WASHINGTON — The Obama administration denied any role in Wednesday’s killing of an Iranian nuclear scientist, the latest in a series of events that have exacerbated tensions with Iran.
The assassination of Mostafa Ahmadi Roshan was the latest in a year that has already seen new U.S. economic sanctions, threats to bar American ships from the Persian Gulf, an Iranian death sentence to a jailed U.S. citizen and an escalation in Tehran’s uranium enrichment program.
Iranian reports said two assailants on a motorcycle attached a magnetic bomb to Roshan’s car of, killing him and his driver. Roshan was a chemistry expert and director of the Natanz uranium enrichment facility in central Iran, and the slaying suggested a widening covert effort to set back the Islamic republic’s atomic program.
But US officials said they had nothing to do with it.
“I want to categorically deny any United States involvement in any kind of act of violence inside Iran,” Secretary of State Hillary Rodham Clinton told reporters. “We believe there has to be an understanding between Iran, its neighbors and the international community that finds a way forward for it to end its provocative behavior, end its search for nuclear weapons and rejoin the international community and be a productive member of it.”
Earlier, State Department spokeswoman Victoria Nuland wouldn’t answer a question about whether Washington was involved in the killing — or if the administration viewed Roshan as an innocent victim. “I’m not going to speak to who may or may not have done this,” she told reporters.

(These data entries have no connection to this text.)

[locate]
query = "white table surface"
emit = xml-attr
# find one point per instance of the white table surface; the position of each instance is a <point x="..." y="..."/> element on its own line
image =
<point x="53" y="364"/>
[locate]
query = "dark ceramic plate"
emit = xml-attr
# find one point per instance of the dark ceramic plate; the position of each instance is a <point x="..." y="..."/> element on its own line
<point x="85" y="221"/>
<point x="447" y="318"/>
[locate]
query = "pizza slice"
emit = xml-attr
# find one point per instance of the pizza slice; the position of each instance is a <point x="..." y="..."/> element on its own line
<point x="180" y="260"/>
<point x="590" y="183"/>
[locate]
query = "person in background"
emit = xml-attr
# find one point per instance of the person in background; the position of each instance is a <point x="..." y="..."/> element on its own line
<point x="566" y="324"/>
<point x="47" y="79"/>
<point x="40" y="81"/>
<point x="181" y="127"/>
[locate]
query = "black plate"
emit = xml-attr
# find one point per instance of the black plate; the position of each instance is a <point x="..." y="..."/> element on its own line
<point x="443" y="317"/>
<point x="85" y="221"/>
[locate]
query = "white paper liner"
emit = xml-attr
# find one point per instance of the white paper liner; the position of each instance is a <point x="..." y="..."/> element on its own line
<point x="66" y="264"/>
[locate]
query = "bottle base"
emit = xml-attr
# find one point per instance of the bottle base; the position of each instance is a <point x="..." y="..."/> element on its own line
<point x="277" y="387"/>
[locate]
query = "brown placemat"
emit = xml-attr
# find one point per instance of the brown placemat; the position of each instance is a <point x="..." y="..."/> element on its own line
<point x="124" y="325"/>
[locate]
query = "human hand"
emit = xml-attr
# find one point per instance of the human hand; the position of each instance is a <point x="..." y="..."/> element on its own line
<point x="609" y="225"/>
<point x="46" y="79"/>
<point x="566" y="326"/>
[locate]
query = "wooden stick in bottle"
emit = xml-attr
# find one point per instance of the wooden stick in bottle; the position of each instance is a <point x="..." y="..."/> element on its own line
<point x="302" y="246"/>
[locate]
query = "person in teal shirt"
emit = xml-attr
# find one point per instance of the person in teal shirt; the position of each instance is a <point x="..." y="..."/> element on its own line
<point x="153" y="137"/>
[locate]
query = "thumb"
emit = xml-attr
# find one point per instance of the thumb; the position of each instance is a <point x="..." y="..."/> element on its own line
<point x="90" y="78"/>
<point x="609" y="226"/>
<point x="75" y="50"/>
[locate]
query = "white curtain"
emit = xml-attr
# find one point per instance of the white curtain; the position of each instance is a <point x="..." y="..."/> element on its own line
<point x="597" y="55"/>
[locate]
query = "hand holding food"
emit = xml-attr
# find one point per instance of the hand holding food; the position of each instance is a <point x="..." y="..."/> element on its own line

The attack also came one day after Israeli military chief Lt. Gen. Benny Gantz was quoted as telling a parliamentary committee that 2012 would be critical for Iran — in part because of “things that happen to it unnaturally.”
And other Israeli officials, hinted at covert campaigns against Iran without directly admitting involvement.
“Many bad things have been happening to Iran in the recent period,” said Mickey Segal, a former director of the Israeli military’s Iranian intelligence department. “Iran is in a situation where pressure on it is mounting, and the latest assassination joins the pressure that the Iranian regime is facing.”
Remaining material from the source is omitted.